You can’t be radically honest in the most genuine way without being a genuine advocate for your clients.

Be a true advocate for your clients and be radically honest.

(But maybe prepare your clients for it in advance so they’re not completely jarred when straight goods come their way.)

June 2, 2021

Fix the system, don’t reprimand the person

This week, my assistant almost cost me $5,000 because of a simple mistake.

As part of my advisory retainers, I provide access to my list of implementation specialists (designers, developers, writers, etc.) to do the implementation work.

Usually, it’s a direct referral. I don’t middleman the transaction nor mark up anyone’s time, I just make the intro.

But there’s on exception. My web developer in the Philippines—whom I have worked with for going on seven years and is amazing—does not take on new direct clients anymore.

However, he will do work for my clients if I pay him directly and invoice the client myself. So, if you’re on an advisory retainer with me, I offer access to his services at direct cost. It’s a flow-through expense.

Anyway, he worked on a big project and invoiced $6,000 for that work, inclusive of some other client work he performed. My assistant, for some reason, didn’t bill my advisory client the $5k, thinking it was going to be handled elsewhere.

A complete oversight, but it happens. I caught it, which is the main thing.

But rather than asking her to be more dilligent next time, I asked her to update the system we use to handle this stuff. I asked her to write down a new process in our Systems Document to prevent this from inadvertently happening again.

We decided that before paying the developer, my admin would create invoices for all the clients who had to be invoiced. She would then check to make sure the invoices matched up with the amount we were paying out.

Once all the hours were accounted for, and the totals added up, she could then remit payment to the developer.

This didn’t delay his payment in any way. I always pay promptly. But what it did do was ensure my revenue was secured to offset the accrued costs—before paying those expenses.

Sometimes, making a mistake and learning from it is sufficient. But if you document all of your recurring tasks and fix the system, it solves it at the root level and is more likely to prevent it from happening again.

The takeaway: fix the system, don’t reprimand the person.

But have the system in the first place—whether for your admin work or your clients marketing program.

Learn more about how I create systemization in my advisory engagements in the Mindshare community.

June 1, 2021

Pricing advisory retainers the goldilocks way

Pricing a consulting retainer is a tricky ordeal.

Charge too much, and you’re quickly seen as an expense line item.

Don’t charge enough, and you leave a lot of money on the table—for you and your clients.

My typical advisory work involves helping my clients build the strategy, plan, and infrastructure needed to get repeatable and sustainable growth for my clients.

And that takes time.

It often involves ground-up overhauls of their entire marketing program, which takes several months or longer.

Since that’s how my engagements usually go, it means I need to be around long enough to see my clients through the execution work required.

With that in mind, it means I need to price my services in a way that allows clients to sustain my fees long enough to build out the necessary pieces until they no longer need me (though many keep me around for my perspective).

Some consultants are like special ops: they drop in, do a project, charge a lot, then they’re out.
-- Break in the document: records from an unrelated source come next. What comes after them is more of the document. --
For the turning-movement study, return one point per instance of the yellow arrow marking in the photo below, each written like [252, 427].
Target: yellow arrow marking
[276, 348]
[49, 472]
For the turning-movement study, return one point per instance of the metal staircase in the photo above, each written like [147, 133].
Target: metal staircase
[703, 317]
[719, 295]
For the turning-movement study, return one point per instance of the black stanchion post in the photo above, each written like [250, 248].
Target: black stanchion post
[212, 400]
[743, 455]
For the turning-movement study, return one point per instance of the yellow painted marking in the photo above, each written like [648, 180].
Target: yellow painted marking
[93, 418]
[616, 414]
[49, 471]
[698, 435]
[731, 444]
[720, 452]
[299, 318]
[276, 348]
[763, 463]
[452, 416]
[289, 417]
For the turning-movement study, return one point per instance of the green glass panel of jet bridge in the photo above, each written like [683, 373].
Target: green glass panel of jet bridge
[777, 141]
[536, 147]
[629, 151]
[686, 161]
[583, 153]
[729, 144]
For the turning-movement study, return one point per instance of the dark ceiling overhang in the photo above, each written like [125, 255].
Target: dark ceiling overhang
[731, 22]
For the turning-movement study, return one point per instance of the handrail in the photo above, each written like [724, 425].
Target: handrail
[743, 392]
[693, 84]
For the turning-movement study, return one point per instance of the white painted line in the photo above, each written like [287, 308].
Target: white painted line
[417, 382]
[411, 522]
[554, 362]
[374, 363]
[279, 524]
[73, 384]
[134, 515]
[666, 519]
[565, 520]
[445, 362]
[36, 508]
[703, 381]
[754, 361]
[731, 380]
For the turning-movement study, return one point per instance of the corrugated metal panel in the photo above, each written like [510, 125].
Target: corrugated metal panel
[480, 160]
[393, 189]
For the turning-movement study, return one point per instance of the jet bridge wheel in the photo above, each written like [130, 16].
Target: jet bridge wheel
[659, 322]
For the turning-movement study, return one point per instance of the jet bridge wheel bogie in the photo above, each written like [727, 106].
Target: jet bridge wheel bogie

And that can work for highly strategic engagements or when solving very specific problems.

There’s nothing wrong with that approach. And if that’s the kind of work you do, you should charge a lot for the value you create.

But if your job is to stick around for a while, you will probably find the lifetime value of your client engagements goes up if you focus on making it sustainable for your clients on a month-to-month basis.

The question is: can you build a service that gets results within their budget range and is profitable enough for you to make it worthwhile?

Charge premium rates, but optimize for making it sustainable.